Anders dan appellanten betogen, kan onderhavig tracébesluit niet gekwalificeerd worden als een concrete beleidsbeslissing conform de Wet op de Ruimtelijke Ordening. Met het tracébesluit is niet meer beoogd dan het verkrijgen van instemming van de raad met het door burgemeester en wethouders voorgestelde traject voor de betreffende Hoogwaardig Openbaar Vervoer doorstroomas.
Geconcludeerd wordt dat de rechtbank met juistheid heeft geoordeeld dat het tracébesluit geen besluit is in de zin van artikel 1:3, eerste lid, van de Awb, zodat hiertegen geen bezwaar en beroep openstaat. Gelet hierop is het oordeel van de rechtbank dat de raad het bezwaarschrift van appellanten terecht niet-ontvankelijk heeft verklaard, juist.
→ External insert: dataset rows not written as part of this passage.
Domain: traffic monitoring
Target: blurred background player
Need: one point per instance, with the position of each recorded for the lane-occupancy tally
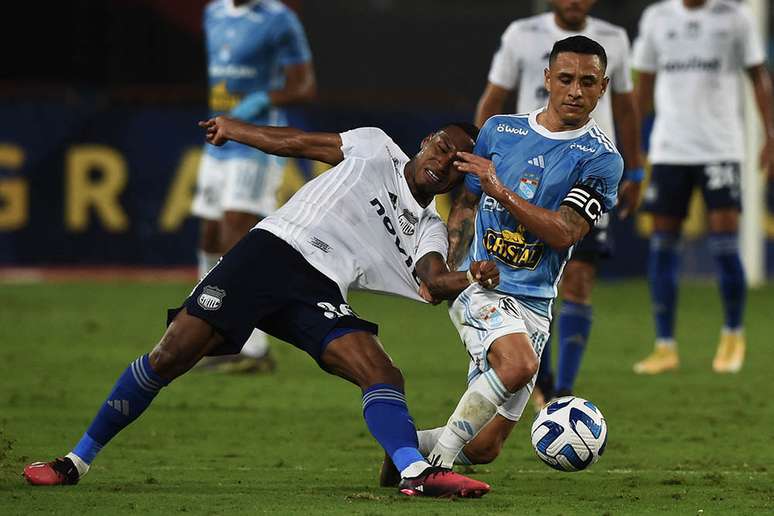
(258, 61)
(691, 52)
(518, 66)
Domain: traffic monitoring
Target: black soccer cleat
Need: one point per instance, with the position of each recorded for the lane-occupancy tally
(59, 472)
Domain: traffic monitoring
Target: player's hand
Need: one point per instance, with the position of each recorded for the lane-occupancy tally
(485, 273)
(767, 158)
(217, 130)
(628, 198)
(425, 294)
(482, 168)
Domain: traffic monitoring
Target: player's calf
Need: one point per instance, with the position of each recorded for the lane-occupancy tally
(184, 342)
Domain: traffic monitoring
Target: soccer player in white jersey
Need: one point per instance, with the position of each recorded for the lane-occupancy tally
(258, 62)
(518, 66)
(369, 223)
(536, 185)
(693, 52)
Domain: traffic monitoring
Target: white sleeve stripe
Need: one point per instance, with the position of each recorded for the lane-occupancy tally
(601, 138)
(604, 136)
(574, 201)
(579, 193)
(577, 198)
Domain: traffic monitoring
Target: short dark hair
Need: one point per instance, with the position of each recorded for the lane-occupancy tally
(579, 45)
(470, 129)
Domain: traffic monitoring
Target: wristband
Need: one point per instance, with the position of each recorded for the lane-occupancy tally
(635, 175)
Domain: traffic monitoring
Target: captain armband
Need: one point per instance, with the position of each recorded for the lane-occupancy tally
(586, 201)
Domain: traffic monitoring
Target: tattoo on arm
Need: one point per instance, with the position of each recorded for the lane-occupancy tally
(459, 238)
(574, 222)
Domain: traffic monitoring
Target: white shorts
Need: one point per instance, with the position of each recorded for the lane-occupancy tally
(481, 316)
(245, 185)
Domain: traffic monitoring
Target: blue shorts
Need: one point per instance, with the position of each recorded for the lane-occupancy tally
(671, 187)
(262, 282)
(597, 244)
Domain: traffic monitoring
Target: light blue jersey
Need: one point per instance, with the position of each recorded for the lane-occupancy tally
(579, 168)
(248, 48)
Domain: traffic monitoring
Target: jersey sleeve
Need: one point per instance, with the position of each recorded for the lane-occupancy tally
(645, 56)
(433, 238)
(362, 142)
(621, 74)
(596, 191)
(292, 46)
(749, 46)
(472, 182)
(504, 71)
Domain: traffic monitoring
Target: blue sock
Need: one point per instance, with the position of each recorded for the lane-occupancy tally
(663, 267)
(388, 419)
(574, 330)
(733, 290)
(131, 395)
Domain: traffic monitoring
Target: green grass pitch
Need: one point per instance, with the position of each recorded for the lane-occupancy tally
(294, 442)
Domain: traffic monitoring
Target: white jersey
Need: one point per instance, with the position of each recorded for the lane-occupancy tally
(358, 223)
(697, 55)
(523, 55)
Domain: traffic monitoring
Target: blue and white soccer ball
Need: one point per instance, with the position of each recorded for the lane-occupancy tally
(569, 434)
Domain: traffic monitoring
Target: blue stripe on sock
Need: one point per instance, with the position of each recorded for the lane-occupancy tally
(388, 420)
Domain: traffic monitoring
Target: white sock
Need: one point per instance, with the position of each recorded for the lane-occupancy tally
(81, 466)
(428, 440)
(476, 408)
(206, 262)
(256, 346)
(668, 343)
(414, 469)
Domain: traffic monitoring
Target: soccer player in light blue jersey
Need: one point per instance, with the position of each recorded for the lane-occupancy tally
(258, 61)
(537, 183)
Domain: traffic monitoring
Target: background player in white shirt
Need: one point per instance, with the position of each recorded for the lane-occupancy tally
(518, 67)
(691, 52)
(258, 62)
(368, 223)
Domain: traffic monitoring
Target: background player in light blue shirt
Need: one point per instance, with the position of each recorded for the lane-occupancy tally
(258, 60)
(537, 183)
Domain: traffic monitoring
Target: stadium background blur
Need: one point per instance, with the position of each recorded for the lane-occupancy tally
(99, 151)
(98, 155)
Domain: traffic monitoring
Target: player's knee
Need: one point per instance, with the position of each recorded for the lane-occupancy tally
(186, 340)
(483, 452)
(516, 369)
(384, 373)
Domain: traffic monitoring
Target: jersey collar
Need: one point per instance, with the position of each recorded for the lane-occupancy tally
(558, 135)
(233, 10)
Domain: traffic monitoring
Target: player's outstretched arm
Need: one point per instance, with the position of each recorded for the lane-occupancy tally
(438, 283)
(761, 81)
(491, 102)
(559, 229)
(462, 219)
(627, 122)
(281, 141)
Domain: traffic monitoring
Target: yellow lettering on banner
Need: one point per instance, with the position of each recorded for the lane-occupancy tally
(14, 193)
(177, 205)
(101, 193)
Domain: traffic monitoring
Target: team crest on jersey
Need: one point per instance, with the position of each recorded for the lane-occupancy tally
(491, 316)
(512, 248)
(408, 222)
(211, 298)
(530, 179)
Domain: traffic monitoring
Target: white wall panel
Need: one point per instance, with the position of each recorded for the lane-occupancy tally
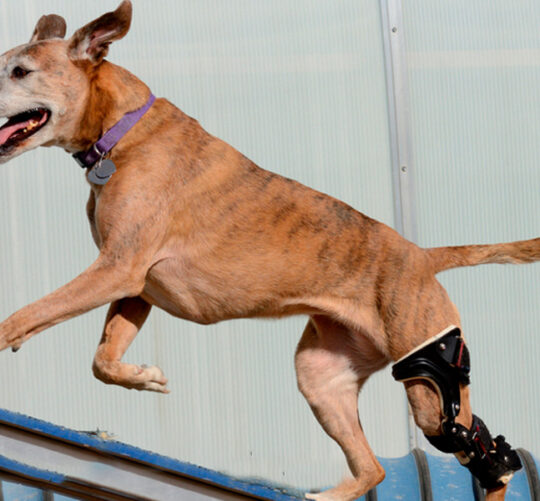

2.5. Gezien het hiervoor overwogene is er geen plaats voor een inhoudelijk oordeel van de Afdeling omtrent de door appellanten aangevoerde grieven omtrent de bevoegdheid van de raad tot vaststelling van een gewijzigd tracé en de juistheid van de daarbij gemaakte afwegingen.
2.6. Het hoger beroep is ongegrond. De aangevallen uitspraak dient te worden bevestigd.
2.7. Voor een proceskostenveroordeling bestaat geen aanleiding.
3. Beslissing
De Afdeling bestuursrechtspraak van de Raad van State
Recht doende in naam der Koningin:
bevestigt de aangevallen uitspraak.
Aldus vastgesteld door mr. W. van den Brink, Lid van de enkelvoudige kamer, in tegenwoordigheid van mr. S. Zwemstra, ambtenaar van Staat.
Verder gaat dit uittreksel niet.